Comparing Minds and Machines: What We’ve Learned About Learning

Jaron Ezekiel

Illustrations by Sarah McDonald

Do you think you could tell whether you were conversing with an artificial intelligence (AI) or a human? In 1950, mathematician Alan Turing proposed the Turing Test, a hypothetical assessment of the intelligence of AI [1]. In the test, an observer reads through a conversation between an AI and another human [1]. If they cannot tell which conversant is the real person, then the AI is considered to have achieved human-like intelligence [1]. While the Turing Test remains controversial as a measure of intelligence, some find that AI can now pass what was once considered a benchmark only achievable by human intelligence [2]. But how does human-like intelligence come to be? It seems to be made possible by biological neural networks (BNNs), which are collections of interconnected neurons — the basic cell units of the brain [3]. Neurons extend throughout our entire bodies, from head to toe, comprising the complex information-processing systems collectively known as the nervous system [4]. Working together, neurons allow eyes to see, tongues to taste, and fingers to feel. Using the nervous system as a blueprint, AI designs have strived to imitate the structure of connected units through nodes, which serve as analogs to neurons [5, 6, 7, 8, 9]. The story began in the 1940s, when researchers built the first mathematical model of a neuron, showing that simple units could interact to perform logical reasoning [5]. These types of AI, in which connected units process inputs to produce outputs, are called artificial neural networks (ANNs) — a term inspired by their similarities to BNNs — and are the systems that underlie leading AI models, such as ChatGPT, Gemini, and Siri [3]. However, ANNs are fundamentally different from BNNs in numerous ways. ANNs are far less efficient and have distinct structures and activation mechanisms, but one of their most significant differences is how they learn new information [10, 11]. The fundamental differences in learning mechanisms between ANNs and BNNs demonstrate that ANNs function more as loose analogies than as accurate models of biological cognition.

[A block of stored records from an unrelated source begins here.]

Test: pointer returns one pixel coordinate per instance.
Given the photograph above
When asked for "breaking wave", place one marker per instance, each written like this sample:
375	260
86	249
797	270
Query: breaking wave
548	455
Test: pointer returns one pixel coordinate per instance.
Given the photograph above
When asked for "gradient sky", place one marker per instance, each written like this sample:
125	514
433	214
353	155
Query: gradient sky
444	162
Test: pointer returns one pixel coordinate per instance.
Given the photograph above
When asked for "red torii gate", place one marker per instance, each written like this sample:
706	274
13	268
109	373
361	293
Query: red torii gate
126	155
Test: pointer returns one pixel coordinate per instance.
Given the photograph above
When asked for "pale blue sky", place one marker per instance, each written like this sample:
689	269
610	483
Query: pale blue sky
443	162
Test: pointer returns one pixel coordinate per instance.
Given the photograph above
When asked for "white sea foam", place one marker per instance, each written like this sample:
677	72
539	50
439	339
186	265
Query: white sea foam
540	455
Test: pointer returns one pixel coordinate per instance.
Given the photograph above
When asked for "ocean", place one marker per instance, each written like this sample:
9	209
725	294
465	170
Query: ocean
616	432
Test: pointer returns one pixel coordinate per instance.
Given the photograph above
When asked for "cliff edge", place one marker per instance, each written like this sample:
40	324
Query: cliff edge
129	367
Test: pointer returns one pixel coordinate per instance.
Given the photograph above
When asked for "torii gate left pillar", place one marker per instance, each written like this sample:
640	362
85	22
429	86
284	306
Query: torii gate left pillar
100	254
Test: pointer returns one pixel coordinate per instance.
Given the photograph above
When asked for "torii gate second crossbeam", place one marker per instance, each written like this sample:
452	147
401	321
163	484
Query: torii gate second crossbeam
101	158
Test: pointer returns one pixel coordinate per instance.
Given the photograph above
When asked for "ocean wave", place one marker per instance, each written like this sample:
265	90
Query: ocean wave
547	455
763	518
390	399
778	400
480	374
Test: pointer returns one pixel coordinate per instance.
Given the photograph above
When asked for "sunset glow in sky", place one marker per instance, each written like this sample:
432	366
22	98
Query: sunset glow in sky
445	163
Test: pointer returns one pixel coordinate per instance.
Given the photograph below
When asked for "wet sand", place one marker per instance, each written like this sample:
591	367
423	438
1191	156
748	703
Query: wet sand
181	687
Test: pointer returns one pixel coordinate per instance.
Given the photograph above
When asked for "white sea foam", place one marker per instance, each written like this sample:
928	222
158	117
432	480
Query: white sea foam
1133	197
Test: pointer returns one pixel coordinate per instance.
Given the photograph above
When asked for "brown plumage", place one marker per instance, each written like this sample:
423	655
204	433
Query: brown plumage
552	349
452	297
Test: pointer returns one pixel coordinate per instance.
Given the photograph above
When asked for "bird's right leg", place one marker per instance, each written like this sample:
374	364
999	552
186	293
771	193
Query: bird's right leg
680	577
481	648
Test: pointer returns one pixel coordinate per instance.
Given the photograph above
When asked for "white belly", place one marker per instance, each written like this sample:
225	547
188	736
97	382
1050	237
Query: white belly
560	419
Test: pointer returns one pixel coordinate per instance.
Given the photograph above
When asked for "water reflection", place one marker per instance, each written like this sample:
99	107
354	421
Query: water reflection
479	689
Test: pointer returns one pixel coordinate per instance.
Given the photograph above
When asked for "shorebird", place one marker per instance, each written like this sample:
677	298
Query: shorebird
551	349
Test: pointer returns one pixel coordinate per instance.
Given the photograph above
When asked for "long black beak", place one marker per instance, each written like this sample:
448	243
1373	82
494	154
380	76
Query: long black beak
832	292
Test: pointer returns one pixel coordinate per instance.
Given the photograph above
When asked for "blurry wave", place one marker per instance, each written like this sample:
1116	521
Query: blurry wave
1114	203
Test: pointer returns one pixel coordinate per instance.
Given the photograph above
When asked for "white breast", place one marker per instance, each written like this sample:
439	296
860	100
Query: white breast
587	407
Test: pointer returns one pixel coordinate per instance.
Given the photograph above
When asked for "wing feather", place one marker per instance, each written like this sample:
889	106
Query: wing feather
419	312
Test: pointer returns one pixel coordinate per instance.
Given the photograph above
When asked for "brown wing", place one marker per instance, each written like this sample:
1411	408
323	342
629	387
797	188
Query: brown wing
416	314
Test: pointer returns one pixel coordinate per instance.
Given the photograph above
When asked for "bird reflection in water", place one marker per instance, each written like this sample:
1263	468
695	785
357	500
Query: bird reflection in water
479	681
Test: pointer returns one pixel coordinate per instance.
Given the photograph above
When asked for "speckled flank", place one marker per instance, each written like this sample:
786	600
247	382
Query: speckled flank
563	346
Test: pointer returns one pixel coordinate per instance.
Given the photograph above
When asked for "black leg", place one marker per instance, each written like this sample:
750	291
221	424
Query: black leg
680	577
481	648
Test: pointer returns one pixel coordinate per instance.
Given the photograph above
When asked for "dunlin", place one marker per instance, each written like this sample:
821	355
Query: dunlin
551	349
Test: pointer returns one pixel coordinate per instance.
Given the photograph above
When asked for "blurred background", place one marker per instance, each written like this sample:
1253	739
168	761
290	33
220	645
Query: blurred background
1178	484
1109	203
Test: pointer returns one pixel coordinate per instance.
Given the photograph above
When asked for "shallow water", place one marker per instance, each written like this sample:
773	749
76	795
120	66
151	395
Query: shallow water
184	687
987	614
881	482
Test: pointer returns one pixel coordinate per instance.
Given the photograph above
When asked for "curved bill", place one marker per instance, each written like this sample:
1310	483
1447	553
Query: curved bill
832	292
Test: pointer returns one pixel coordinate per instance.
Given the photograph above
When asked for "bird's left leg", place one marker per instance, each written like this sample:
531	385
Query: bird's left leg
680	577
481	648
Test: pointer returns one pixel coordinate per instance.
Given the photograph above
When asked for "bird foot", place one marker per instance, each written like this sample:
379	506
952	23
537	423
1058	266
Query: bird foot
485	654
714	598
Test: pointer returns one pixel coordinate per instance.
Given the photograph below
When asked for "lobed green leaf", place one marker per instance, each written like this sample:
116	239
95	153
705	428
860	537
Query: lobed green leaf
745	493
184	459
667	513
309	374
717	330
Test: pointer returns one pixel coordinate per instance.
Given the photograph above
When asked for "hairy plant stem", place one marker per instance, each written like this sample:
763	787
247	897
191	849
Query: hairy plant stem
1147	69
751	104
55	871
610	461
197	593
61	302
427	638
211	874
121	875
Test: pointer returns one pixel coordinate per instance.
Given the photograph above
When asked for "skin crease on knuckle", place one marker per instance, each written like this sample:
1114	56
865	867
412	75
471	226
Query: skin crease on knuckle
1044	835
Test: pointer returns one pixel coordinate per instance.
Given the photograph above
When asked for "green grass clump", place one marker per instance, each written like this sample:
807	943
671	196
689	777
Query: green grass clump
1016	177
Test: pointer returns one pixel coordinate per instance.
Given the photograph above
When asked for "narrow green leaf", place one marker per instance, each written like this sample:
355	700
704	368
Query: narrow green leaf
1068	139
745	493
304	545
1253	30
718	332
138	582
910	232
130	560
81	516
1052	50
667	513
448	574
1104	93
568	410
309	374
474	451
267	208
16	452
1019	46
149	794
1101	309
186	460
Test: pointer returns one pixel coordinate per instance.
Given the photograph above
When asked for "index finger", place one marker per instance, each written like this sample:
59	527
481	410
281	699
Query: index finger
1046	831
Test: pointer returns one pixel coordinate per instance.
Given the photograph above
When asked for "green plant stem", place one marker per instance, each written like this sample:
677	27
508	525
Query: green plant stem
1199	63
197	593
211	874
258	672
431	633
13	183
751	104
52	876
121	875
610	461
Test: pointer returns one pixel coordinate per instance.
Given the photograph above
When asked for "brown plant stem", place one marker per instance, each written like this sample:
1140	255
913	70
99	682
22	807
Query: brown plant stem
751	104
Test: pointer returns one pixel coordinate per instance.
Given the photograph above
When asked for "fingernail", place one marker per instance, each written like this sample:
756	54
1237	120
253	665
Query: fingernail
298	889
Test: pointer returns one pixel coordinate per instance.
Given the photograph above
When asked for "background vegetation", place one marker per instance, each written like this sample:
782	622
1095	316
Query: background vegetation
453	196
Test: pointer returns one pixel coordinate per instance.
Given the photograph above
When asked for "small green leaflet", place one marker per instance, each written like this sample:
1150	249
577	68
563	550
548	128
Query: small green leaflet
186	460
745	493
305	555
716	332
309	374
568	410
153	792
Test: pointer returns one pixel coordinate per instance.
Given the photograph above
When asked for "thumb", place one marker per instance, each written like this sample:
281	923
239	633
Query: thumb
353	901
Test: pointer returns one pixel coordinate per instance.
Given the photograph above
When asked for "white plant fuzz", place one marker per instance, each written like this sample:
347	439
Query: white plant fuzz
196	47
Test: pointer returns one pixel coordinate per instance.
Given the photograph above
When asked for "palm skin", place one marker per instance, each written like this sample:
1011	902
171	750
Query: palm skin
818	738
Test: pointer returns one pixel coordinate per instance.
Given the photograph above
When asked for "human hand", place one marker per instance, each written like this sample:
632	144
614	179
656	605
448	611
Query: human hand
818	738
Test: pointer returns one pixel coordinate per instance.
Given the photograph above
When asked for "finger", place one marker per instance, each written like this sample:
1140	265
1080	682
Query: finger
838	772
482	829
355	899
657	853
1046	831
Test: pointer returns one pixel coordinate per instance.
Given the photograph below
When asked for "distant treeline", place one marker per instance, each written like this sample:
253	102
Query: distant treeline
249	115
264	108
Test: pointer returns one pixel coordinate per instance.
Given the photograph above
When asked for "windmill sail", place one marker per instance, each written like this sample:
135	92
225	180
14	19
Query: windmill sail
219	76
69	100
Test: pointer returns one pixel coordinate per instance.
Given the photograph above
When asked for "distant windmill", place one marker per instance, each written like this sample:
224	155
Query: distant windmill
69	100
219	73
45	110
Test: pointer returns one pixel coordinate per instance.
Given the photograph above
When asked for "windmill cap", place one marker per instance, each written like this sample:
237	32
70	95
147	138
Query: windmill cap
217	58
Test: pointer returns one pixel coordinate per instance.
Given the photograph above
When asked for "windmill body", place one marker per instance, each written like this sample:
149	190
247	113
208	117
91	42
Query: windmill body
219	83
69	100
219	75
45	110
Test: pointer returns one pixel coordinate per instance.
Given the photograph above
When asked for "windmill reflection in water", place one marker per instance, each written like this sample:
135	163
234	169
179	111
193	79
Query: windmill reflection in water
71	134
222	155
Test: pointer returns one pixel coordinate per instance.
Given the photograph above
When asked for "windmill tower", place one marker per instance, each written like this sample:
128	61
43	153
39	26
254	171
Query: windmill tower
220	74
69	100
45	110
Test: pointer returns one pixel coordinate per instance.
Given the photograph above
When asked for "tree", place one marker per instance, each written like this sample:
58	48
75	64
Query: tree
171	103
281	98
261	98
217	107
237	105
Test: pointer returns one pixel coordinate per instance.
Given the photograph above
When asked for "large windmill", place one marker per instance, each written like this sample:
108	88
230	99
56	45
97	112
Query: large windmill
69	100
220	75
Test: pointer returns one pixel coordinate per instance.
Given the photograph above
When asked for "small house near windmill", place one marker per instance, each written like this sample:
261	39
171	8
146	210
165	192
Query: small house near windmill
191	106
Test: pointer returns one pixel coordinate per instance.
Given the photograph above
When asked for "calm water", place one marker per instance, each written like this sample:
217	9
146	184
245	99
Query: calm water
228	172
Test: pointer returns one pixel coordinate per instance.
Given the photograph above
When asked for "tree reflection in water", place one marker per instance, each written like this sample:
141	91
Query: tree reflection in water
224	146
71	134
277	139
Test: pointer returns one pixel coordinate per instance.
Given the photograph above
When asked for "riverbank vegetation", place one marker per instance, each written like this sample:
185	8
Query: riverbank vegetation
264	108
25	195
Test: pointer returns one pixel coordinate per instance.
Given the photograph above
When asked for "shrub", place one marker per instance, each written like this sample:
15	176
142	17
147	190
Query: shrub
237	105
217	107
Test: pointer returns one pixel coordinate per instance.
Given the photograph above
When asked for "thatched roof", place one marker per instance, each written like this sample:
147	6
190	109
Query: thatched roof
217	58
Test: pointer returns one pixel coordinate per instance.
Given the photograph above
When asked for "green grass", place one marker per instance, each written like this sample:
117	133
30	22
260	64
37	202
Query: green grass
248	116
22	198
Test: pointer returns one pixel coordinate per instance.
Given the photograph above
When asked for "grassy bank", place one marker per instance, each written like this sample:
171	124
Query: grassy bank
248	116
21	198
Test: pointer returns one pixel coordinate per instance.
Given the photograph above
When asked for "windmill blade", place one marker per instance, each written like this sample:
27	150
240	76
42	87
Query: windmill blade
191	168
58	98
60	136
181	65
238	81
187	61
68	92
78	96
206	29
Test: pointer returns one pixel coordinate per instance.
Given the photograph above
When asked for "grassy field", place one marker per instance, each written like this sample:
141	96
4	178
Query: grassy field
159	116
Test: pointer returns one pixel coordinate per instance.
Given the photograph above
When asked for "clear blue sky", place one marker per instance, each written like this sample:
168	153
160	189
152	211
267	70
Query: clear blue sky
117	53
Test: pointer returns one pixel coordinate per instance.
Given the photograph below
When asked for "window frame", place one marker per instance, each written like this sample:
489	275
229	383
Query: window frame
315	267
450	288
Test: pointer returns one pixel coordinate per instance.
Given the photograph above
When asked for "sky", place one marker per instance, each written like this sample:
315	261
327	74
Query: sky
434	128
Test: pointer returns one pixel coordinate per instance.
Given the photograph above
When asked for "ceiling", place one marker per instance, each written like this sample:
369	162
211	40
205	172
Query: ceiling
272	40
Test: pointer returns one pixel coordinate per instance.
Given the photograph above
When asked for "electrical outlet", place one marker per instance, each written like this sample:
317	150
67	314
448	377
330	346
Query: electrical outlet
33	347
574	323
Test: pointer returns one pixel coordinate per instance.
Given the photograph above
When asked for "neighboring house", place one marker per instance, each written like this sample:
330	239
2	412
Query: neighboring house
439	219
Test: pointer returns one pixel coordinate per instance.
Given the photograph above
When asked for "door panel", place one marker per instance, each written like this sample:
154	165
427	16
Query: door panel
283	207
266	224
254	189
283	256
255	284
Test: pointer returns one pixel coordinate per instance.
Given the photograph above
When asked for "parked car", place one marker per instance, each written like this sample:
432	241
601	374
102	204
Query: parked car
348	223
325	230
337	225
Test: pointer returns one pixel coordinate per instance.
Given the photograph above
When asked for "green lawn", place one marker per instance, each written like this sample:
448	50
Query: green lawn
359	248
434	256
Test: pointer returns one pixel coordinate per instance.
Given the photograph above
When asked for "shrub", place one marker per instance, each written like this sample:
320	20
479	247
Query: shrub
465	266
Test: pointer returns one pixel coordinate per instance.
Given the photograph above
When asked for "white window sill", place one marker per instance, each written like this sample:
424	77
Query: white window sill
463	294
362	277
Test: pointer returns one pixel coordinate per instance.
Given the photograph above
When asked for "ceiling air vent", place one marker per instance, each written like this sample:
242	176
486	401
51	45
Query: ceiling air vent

From Neurons to Nodes: Inside Biological and Artificial Neural Networks

To fully understand the similarities and differences between BNNs and ANNs, we first must grasp their basic anatomy and how they function and learn. In a broad sense, both ANNs and BNNs function through a structure of interconnected units that contribute to the output produced [12]. However, upon closer examination, an overwhelming number of differences emerge [12]. While BNNs and their units are physical structures that have evolved over more than half a billion years to process and react advantageously to their environment, ANNs are virtual, human-made structures whose primary goal is not to survive, but instead to perform specific, preconfigured tasks [12, 13, 14]. BNNs are composed of up to hundreds of billions of neurons, which support information processing and are interwoven in elaborate ways that are not yet fully understood [12]. ANNs, on the other hand, are composed of layers of up to billions of virtual nodes that use mathematical functions to pass signals from layer to layer [3]. Each connection between nodes has an associated weight depending on its importance and projected influence on the output.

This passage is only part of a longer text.